Herrlich Ihre Begriffserklärungen lieber Herr Freundlieb! Ob Sie`s glauben oder nicht, gerade gestern erntete ich in einer Diskussion mit meinem Ehemann bezüglich inflationär gebrauchter "neudeutscher Begriffe" eine ziemlich unwirsche Reaktion, als ich das Wort Menschenfeindlichkeit in Zusammenhang mit Rassismus gebrauchte. Er konnte so gar nichts mit diesem Begriff im Zusammenhang/Thema unseres anfangen.
Außer man macht aus jedem Kritiker oder Skeptiker gleich einen Misanthropen. Was aber wiederum auch nicht schlüssig ist, denn ein unter Misanthropie leidender macht überhaupt keine gruppenspezifischen Unterschiede. Er hasst alle Menschen und ist mit seiner damit einhergehenden Sozialphobie von dem gescholtenen Herr Thierse so weit entfernt, wie wir vom Mars. Ob spinnefeind oder gruppenbezogener Insektenfeind;), ich glaube mit Logik kommen wir hier leider nicht weiter. Alles Gute!
MfG

Norbert Heyer | Do, 11. März 2021 - 10:11

Aus der klassischen Arbeiterpartei SPD wurde die „alles verstehende - duldende - tolerierende“ Einheitspartei der vorlauten Minderheiten. Wer arbeitet, eine Familie und Kinder hat, sexuell einseitig orientiert ist (Ehefrau), weiß und ohne Migrations-Hintergrund ist bei dieser SPD im
Grunde die große Minderheit. Das ist auch der Hauptgrund für den Niedergang der ältesten deutschen Partei. Aber - sie ist nicht alleine auf den Weg in die Bedeutungslosigkeit: Die Union und die FDP werden ihr nachfolgen, die AfD zerlegt sich selbst und wird verboten - der Weg ist frei für grün-links. Wir werden die vollkommene Beglückung erfahren - zumindest solange, wie die noch vorhandenen Realisten den Laden halbwegs am Laufen halten. Irgendwann sind die auch weg und dann ist das Werk vollbracht, alle -bis auf die Funktionäre- sind rechtlos, besitzlos und haben damit das Paradies auf Erden verwirklicht. Wollen wir diesem Irrsinn weithin tatenlos und devot zusehen oder diese Versager endlich abwählen?

Bernhard Mayer | Do, 11. März 2021 - 12:49

Wenn ich die SPD so betrachte würde ich eher sagen, die Queren sind der SPD ihren Mitgliedern und (ehemaligen) Wählern lägst enteilt :-(.

Johan Odeson | Do, 11. März 2021 - 16:27

Sehr lesenswerter Artikel von Sara Rukay in der Welt von heute dazu. "Die organisierte Weinerlichkeit" der angeblichen Opfer und Diskriminierten.
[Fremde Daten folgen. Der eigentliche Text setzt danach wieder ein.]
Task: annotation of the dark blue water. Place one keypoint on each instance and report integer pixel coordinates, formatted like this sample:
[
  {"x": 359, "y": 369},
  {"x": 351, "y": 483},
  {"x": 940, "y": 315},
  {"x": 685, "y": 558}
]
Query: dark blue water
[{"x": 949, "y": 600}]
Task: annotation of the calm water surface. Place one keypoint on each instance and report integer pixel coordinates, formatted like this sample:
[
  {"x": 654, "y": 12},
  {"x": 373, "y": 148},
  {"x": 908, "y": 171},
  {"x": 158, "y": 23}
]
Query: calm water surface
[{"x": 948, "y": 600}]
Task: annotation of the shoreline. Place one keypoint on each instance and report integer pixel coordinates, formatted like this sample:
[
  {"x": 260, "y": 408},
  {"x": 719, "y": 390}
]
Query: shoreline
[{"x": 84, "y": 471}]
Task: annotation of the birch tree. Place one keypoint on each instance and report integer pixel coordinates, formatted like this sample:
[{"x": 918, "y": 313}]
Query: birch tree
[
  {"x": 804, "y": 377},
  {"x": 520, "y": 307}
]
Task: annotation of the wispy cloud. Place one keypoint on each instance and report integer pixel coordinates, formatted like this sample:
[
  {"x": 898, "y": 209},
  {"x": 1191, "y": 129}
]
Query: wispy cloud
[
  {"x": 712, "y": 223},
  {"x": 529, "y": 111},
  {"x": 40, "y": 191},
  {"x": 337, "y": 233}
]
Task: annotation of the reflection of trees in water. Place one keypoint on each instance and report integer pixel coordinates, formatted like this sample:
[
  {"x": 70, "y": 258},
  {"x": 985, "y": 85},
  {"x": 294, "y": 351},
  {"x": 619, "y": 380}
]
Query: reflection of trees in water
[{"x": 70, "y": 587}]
Es wird Zeit das die Mehrheitsgesellschaft mal langsam den Opferkult als solchen identifiziert und in seine Schranken weist. Leider tröten nahezu alle ÖRR und sonstige woken Medien das ja immer wieder in alle Winde. Gut, dass wir keine anderen Probleme haben. Aber keine Sorge, wir werden diese bekommen.